Some functionality tests and tips
The code in the MainWindow simulates a basic binding scenario between a ViewModel and a View:
public partial class MainWindow : Window
{
ViewModelA A = new ViewModelA();
ViewModelB B = new ViewModelB();
public MainWindow()
{
InitializeComponent();
View1.DataContext = A;
View2.DataContext = B;
ViewModelB C = new ViewModelB();
}
private void btn_Click(object sender, RoutedEventArgs e)
{
GC.Collect();
}
}
Please note that I have included a void that shows a message box in ViewModelB, and I know that this is not a good MVVM design, but it will show you the benefit of setting all the SendAsync commands to true. If you change this to false, the UI will in some instances not update the values before the Message box is closed (it will depend on the internal order in whitch the elements are stored in the Dictionary, and I cant know that in advance). In async mode, it will not wait for the Message Box to close.

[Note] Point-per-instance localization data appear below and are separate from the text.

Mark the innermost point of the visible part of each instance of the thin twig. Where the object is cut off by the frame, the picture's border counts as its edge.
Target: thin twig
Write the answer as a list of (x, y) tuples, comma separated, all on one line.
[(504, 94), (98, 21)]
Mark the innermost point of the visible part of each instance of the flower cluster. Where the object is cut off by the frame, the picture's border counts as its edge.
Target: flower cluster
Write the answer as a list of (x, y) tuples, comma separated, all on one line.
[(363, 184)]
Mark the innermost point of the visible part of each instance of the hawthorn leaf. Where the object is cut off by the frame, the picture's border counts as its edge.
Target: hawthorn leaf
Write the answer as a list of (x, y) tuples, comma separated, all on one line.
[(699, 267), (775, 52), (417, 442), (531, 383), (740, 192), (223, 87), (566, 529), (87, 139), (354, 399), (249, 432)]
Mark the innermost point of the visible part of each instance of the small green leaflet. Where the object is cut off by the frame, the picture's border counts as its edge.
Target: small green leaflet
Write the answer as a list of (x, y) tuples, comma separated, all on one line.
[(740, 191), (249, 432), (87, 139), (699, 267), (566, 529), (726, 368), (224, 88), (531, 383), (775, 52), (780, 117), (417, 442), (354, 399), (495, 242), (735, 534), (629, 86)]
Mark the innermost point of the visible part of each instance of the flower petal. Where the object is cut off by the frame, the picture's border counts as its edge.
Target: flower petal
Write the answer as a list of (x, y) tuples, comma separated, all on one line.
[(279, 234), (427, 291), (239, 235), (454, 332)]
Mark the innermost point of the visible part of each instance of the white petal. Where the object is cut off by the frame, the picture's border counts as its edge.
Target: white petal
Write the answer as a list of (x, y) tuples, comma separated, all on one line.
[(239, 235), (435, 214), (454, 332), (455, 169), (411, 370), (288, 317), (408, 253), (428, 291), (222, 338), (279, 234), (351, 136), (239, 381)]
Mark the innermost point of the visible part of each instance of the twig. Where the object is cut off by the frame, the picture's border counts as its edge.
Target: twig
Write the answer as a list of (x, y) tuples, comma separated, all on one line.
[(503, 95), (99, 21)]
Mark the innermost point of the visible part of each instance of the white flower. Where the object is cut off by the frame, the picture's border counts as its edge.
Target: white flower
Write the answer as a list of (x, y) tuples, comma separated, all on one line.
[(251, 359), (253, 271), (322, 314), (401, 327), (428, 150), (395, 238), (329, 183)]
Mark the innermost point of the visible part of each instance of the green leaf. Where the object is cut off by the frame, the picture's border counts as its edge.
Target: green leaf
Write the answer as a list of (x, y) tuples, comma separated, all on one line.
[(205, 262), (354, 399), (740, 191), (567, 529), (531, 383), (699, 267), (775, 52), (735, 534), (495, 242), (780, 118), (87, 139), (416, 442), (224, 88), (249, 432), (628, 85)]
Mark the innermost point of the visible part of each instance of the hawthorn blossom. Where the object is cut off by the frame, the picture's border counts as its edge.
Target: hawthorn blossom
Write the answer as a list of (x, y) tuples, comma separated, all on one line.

I intended the property connections to be used for user inputs (from the same user) that could happen in different ViewModels, and so it made sense to update or connect two properties together. You should be a bit careful when using this in an application, as you could easily set up two competing properties in code that are linked together, causing an everlasting tautology to happen.
If you need checks or any other things with this you might want to implement this, as suggested by Pete O'Hanlon with the use of the Reactive Extensions. I've never used it before but this video on Channel 9 was really impressive, and the examples are really easy to use. However, in order to make it work for WeakEvents and WeakReferances
you need to do a bit of tweaking for them to be implemented correctly, along the lines of this. I will hopefully make some changes that will implement the Mediator using Rx in the future.